I_Kr recorded from iPSC cardiomyocytes with a ventricular-like AP. (A) Example of the isolation of I_Kr. Whole-cell current, here from a control iPS cardiomyocyte, was recorded in the absence (a) and then presence of 1 μmol/l E-4031 (b), with I_Kr defined as the subtracted current (a–b), i.e. the E-4031-sensitive current. Current was evoked by a 5-second depolarization from a holding potential of −40 mV as shown in the inset. (B) I_Kr of a control iPS (black) and LQT2 iPS (red) cardiomyocyte evoked as in A with the time segment between the arrows expanded to show the peak tail currents on return to −40 mV following a step to +20 mV. (C) The peak tail I_Kr densities of control iPSC (black; n=4) and LQT2 iPSC (red; n=5) cardiomyocytes at membrane potentials from 0 to +40 mV were significantly different (*P<0.01, **P<0.005). (D) I_Kr currents of control iPSC (black) and LQT2 iPSC (red) cardiomyocytes evoked by a voltage protocol of step to +20 mV for 150 ms and ramp of 120 ms back to the −40 mV holding potential.

Fig. 6.

FPD measured on MEA. (A) The effect of the beating rate on FPD in control and LQT2 cardiomyocytes (CMs).
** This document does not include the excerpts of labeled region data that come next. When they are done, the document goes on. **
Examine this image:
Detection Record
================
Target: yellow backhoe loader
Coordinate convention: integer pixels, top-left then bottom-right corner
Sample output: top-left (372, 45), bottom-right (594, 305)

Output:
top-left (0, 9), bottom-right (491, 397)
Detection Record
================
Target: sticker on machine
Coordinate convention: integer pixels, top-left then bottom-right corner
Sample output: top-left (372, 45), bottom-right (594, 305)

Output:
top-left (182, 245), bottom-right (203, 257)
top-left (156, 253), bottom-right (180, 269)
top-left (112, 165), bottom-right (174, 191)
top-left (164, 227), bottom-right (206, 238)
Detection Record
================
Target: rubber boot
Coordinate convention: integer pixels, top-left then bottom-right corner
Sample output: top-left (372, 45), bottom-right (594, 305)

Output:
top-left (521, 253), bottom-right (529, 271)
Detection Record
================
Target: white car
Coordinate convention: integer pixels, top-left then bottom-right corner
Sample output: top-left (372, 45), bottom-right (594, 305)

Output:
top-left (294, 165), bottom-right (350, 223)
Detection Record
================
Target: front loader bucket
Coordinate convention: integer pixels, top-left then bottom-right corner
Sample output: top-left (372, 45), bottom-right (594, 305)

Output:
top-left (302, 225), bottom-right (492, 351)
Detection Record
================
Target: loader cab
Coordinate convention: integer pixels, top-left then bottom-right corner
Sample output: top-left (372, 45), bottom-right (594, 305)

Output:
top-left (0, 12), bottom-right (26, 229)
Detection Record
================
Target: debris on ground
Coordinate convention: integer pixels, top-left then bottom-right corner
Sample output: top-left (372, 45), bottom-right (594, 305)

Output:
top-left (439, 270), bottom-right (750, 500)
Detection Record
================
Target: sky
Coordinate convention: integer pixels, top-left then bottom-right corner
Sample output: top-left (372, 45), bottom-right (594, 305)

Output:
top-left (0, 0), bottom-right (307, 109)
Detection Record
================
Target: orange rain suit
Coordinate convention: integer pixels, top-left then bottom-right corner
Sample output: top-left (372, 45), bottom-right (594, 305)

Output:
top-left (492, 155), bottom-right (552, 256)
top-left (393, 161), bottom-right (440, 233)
Control and LQT2 cardiomyocytes had a negative correlation with moderately high coefficients of determination (R²). The exponential function gave the best fit as determined by R² between different fitting functions. The LQT2 cardiomyocytes had significantly more prolonged FPD compared with controls, especially at low beating frequencies, as determined by nonlinear regression analysis (P=0.0136). (B) At beating rates below 50 beats per minute (bpm), the FPD of LQT2 cardiomyocytes differed significantly from control cardiomyocytes (*P<0.05) as determined by t-test. (C) Drug responses of control and LQT2 cardiomyocytes. Sotalol (19 μmol/l) and E-4031 (500 nmol/l for LQT2-specific cells and 700 nmol/l for control cells) was administered to the cardiomyocyte aggregates derived from control iPSCs and LQT2 iPSCs. For both cell lines, baseline and drug conditions for sotalol and E-4031 are shown. Arrows mark the site of pharmacologically induced EADs. With 500 nmol/l E-4031 there were no EADs observed in control cells.